All political dispensations in the last 70 years have been witness to this. Each one of them has been governed by an outdated idea: The Congress with Keynesian democratic socialism, the BJP with Hindu revivalism -- in which there is no concept of state but only government -- and the Communists with redistributive Marxism, which emphasises totalitarianism.
But no country can progress when it is weighed down by this fascination with -- and, indeed, preference for -- outdated socio-political ideas. India is a standing monument to this folly, as indeed are the Islamic countries.
China, on the other hand, which is governed by bandits in cheap suits and expensive ties, has progressed only because it has not clung to the ideas of Mao Zedong. Other countries in that part of the world have also benefited by not clinging to the outdated ideas of their national mythologies.
The core problem
At the core of all socio-political and economic ideas lies a fundamental societal issue: How does the sovereign reconcile group preferences with individual preferences? Or, if you like, at its most banal, how does anyone reconcile the individual preference of each Congress party member for change in leadership with the group preference for Rahul Gandhi?
So far only the branch of economic theory pioneered by the late Kenneth Arrow, which has been grappling with this problem, came up with an answer. It is dismaying: All democratic systems need a dictator at the top. Editors in media organisations are a perfect example of this.
Now that it is in power, the BJP has to solve its problems in this respect: How does it reconcile the preferences of individual Indians with the group preference of the RSS, which -- if the appointment of Yogi Adityanath as UP chief minister is anything to go by -- casts as much influence on its ward as the Gandhi family does on its own.
Narendra Modi is trying his best to resolve the dilemma.

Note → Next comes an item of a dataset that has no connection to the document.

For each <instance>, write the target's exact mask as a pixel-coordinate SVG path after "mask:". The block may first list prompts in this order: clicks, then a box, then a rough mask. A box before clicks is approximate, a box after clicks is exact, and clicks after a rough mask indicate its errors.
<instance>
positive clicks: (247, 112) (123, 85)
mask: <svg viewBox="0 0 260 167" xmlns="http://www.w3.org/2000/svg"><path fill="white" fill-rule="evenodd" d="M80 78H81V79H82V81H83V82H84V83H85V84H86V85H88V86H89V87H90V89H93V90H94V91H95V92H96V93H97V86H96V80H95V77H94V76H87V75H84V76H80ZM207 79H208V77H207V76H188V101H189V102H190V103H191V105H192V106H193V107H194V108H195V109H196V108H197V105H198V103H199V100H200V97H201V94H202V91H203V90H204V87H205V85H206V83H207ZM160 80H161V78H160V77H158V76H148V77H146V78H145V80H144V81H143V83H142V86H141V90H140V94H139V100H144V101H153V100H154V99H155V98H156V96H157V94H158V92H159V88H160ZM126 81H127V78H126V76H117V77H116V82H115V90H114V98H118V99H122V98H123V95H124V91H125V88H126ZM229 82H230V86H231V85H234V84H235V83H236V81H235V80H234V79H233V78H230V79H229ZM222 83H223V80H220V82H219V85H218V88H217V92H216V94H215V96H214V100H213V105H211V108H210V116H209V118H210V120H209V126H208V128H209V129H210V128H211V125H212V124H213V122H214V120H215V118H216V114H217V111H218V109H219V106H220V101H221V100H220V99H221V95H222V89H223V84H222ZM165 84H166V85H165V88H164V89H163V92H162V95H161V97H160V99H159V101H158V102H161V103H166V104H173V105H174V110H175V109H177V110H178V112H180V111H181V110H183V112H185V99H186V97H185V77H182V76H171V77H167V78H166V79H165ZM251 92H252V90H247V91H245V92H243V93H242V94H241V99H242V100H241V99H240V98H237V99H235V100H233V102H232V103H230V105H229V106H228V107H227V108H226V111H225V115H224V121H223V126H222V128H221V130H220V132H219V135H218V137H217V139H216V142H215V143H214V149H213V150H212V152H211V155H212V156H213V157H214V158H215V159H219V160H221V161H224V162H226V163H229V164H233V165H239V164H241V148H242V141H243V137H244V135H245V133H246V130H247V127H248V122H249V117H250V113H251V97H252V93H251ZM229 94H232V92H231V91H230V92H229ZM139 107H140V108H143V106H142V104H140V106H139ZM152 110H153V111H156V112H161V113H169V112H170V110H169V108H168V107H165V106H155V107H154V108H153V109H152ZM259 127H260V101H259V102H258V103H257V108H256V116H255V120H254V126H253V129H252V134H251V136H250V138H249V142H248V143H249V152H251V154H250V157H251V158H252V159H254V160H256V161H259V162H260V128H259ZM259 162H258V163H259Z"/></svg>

This is relatively easy on the economic side, where instrumentalism -- more of roads, electricity, health centres, schools, etc -- is concerned. But when it comes to human things -- eating habits, love, prayer, etc -- he is faced with a serious problem.
P V Narasimha Rao sorted out the socialism problem of the Congress party by stealth.
History may well judge Mr Modi on whether, and how, he sorts out the BJP’s socio-political problem with the RSS.
TCA Srinivasa-Raghavan is a journalist and columnist. He is writing a history of the Reserve Bank of India.